Protect your crown jewels
Oehme believes Swedish organisations, both public and private, are well aware of today’s cyber threats, but their level of preparedness varies widely. For him, a positive shift in the past few years has been cyber security moving from an IT-only issue to be part of board-level discussions – but issues still remain.
Oehme advocates better risk assessment and contingency plans for all types of cyber incident. Organisations must assume that such incidents will happen and define what their “crown jewels” are – the areas where no risks are taken, he said.
“If you don’t do that at the beginning, you are going to be vulnerable to all different types of disturbances, from bad management to bad security and cyber attacks,” he said. “There is still a huge need for this, as I see it from the Swedish standpoint, and I don’t think it is any different in the rest of the Nordics.”

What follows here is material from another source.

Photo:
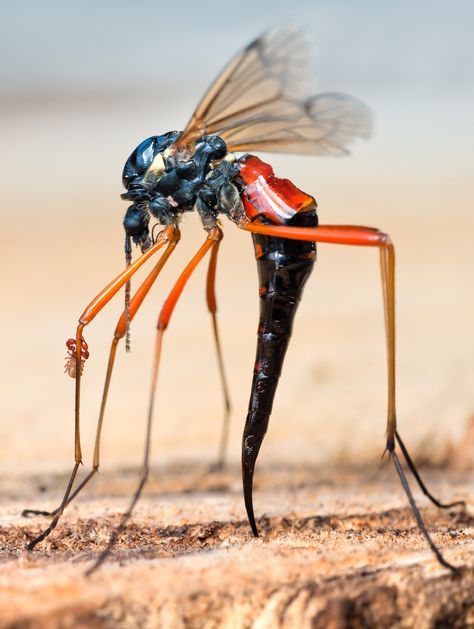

And the numbers back him up. PwC’s survey shows that 43% of its Swedish respondents have some kind of incident response plan in place for cyber crime, while the figure is 41% for the Nordics and 37% globally, but only 35% in Finland.
Similarly, IDC Nordic found that only half of the Nordic organisations surveyed have a strategic IT investment plan and only 28% invest proactively, although these types of organisation were less likely to suffer a security breach.
This ties in with Limnéll’s view that too many Nordic companies still view cyber security as something to fix once and then forget about for a while.
“Although in general it feels that companies are better prepared for cyber threats, they are yet to understand that cyber security is dynamic,” said Limnéll. “The big challenge, now that we have started to make progress and understand these phenomena and prepare for them, is how to follow on and keep up with the constantly changing threat landscape.”